Lami Dozo's presidential candidacy has been strongly opposed by the Argentine Army, which has traditionally held the balance of power in political struggles within the military. The Army's top generals have insisted that one of their rank be appointed to take Galtieri's place as president, and reports in Buenos Aires today said that the latest leading candidate was retired Gen. Reynaldo Bignone.

Bignone held the important political post of general secretary of the Army under president Jorge Videla in the late 1970s, and he is considered to have good relations with Argentine political leaders and the press.

These credentials would make Bignone far more acceptable to Argentine civilian leaders than Galtieri's replacement as Army commander in chief, Cristino Nicolaides, who is considered an extreme conservative with a distaste for democracy.

Nicolaides has been mentioned as another leading Army candidate for president, along with as many as a dozen other generals who have all enjoyed brief attention as front runners in Buenos Aires' political circles this week.

Despite widespread expectations that the Army would impose its will on the other services, both Air Force and Navy leaders today continued to openly challenge the Army.

Air Force officers were quoted anonymously in Buenos Aires' leading newspapers as saying their service would not accept another military president from the Army.

The right-wing paper La Nacion also published what amounted to a position statement from a "high active naval official" declaring that the Navy was supporting the naming of a civilian president for "a government of transition."

The naval leader was also quoted as insisting that the Navy and Air Force commands would not yield to growing pressure from the Army's top generals that both Lami Dozo and the Navy commander, Rear Adm. Jorge I. Anaya, be forced to resign for their responsibility with Galtieri for ordering the April 2 invasion of the Falklands.

Much of the infighting within the military has revolved around placing or avoiding national blame for the Falklands loss. Army leaders, who on Thursday forced Galtieri to resign his dual position of commander in chief and president, are anxious that Anaya and Lami Dozo do the same so that the Army will not appear to be the only service culpable for the defeat, political sources said.

Analysts say that policy issues and ideology appear to be of secondary importance in the disputes, although it appears certain that the post-conflict shake-up will result in major changes to the programs pursued by the military government since its seizure of power in 1976.

Lami Dozo told reporters today that the military's conservative economic policies, the chief target of domestic opposition in recent years, "should be corrected" with "improved salaries" for working classes.

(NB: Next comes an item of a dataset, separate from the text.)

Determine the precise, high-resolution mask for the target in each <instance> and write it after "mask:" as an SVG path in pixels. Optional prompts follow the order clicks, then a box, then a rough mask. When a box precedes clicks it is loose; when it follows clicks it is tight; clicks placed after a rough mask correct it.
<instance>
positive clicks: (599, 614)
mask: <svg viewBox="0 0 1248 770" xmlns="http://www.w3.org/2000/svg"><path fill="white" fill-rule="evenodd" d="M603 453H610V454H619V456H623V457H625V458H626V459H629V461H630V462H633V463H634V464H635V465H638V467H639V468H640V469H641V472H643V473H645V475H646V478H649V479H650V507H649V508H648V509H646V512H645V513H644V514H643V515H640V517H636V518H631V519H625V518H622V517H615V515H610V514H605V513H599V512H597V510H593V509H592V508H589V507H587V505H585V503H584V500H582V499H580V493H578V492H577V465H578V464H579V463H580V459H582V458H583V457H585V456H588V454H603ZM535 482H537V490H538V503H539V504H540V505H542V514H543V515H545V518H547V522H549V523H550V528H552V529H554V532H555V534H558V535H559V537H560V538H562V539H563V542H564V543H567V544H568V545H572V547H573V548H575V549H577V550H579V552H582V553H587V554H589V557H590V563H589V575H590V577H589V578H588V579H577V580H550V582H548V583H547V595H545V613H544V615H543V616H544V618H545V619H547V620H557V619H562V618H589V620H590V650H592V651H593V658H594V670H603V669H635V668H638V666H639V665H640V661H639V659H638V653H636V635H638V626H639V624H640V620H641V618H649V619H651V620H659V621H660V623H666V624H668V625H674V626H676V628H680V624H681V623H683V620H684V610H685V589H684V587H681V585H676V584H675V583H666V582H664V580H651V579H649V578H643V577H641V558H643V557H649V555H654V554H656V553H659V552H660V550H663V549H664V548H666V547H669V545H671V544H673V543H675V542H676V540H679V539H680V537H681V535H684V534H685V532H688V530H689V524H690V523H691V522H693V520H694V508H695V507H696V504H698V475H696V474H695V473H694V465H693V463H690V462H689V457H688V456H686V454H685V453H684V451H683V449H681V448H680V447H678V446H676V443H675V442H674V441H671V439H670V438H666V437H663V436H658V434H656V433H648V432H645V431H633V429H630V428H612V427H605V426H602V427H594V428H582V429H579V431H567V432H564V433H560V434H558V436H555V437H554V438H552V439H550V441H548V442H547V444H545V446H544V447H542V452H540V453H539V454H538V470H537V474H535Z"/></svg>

A change in Argentina's economic policy from an anti-inflationary, free-market model to a state-directed program of development and market stimulation has been a chief demand of political and labor leaders from the incoming government.

Civilian leaders also are seeking the "transition government" mentioned by the Navy that would allow political parties to share power with the military while democratic elections in a decade are organized.

Civilian leaders have watched the maneuvering among the military forces from a respectful distance, and the general public, which has seen five military presidents during the past 15 months, largely has disregarded it.

In London, the Defense Ministry announced that the 10-man Argentine crew of a naval research station on Thule Island in the South Sandwich chain, about 800 miles southeast of the Falklands, surrendered peacefully to a British invasion force, The Associated Press reported. British helicopter-borne troops landed on the island Saturday and surrounded the unarmed scientists.

The Sunday Times of London reported that Argentina is holding seven members of the Secret Air Service--Britain's equivalent of the U.S. Army's Green Berets--captured on the mainland in mid-May, AP said. The Defense Ministry refused to comment on the report.